Step 4: Community Summary Generation

For each detected community, generate a natural language summary using an LLM. These summaries become the retrievable units for global queries.

def generate_community_summary(
community_entities: List[str],
kg: KnowledgeGraph,
model: str = "gpt-4o-mini",
) -> str:
"""Generate a summary for a community of related entities."""
# Collect entity descriptions and relationships for this community
entity_info = []
for name in community_entities:
if name in kg.entities:
ent = kg.entities[name]
desc = " ".join(ent.descriptions[:3]) # First 3 descriptions
entity_info.append(f"- {name} ({ent.type}): {desc}")
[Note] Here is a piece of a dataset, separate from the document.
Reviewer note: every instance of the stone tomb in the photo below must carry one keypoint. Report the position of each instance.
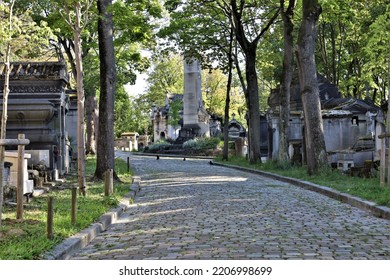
(37, 107)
# Find relationships within this community
community_set = set(community_entities)
internal_rels = [
r for r in kg.relationships
if r.source in community_set and r.target in community_set
]
rel_info = [
f"- {r.source} --[{r.rel_type}]--> {r.target}: {r.descriptions[0] if r.descriptions else ''}"
for r in internal_rels[:10]
]

prompt = f"""Summarize the following community of related entities from a document corpus.
Explain what this group is about, the key themes, and the important relationships.

Entities:
{chr(10).join(entity_info)}

Key relationships:
{chr(10).join(rel_info)}

Write a concise paragraph (3-5 sentences) summarizing what this community represents."""

response = client.chat.completions.create(
model=model,
messages=[{"role": "user", "content": prompt}],
temperature=0,
)
return response.choices[0].message.content


def build_community_summaries(
kg: KnowledgeGraph,
partition: Dict[str, int],
) -> Dict[int, str]:
"""Generate summaries for all communities."""
community_members = get_community_members(partition)
summaries = {}

for community_id, members in community_members.items():
if len(members) < 2: # Skip singleton communities
continue
summary = generate_community_summary(members, kg)
summaries[community_id] = summary
print(f"Community {community_id} ({len(members)} entities): {summary[:100]}...")

return summaries

Graph RAG provides two retrieval modes:

Local search: Entity-centric. Given a query, find the relevant entity nodes, retrieve their descriptions, related entities (1-2 hops), and the source document chunks. Best for specific factual questions about known entities.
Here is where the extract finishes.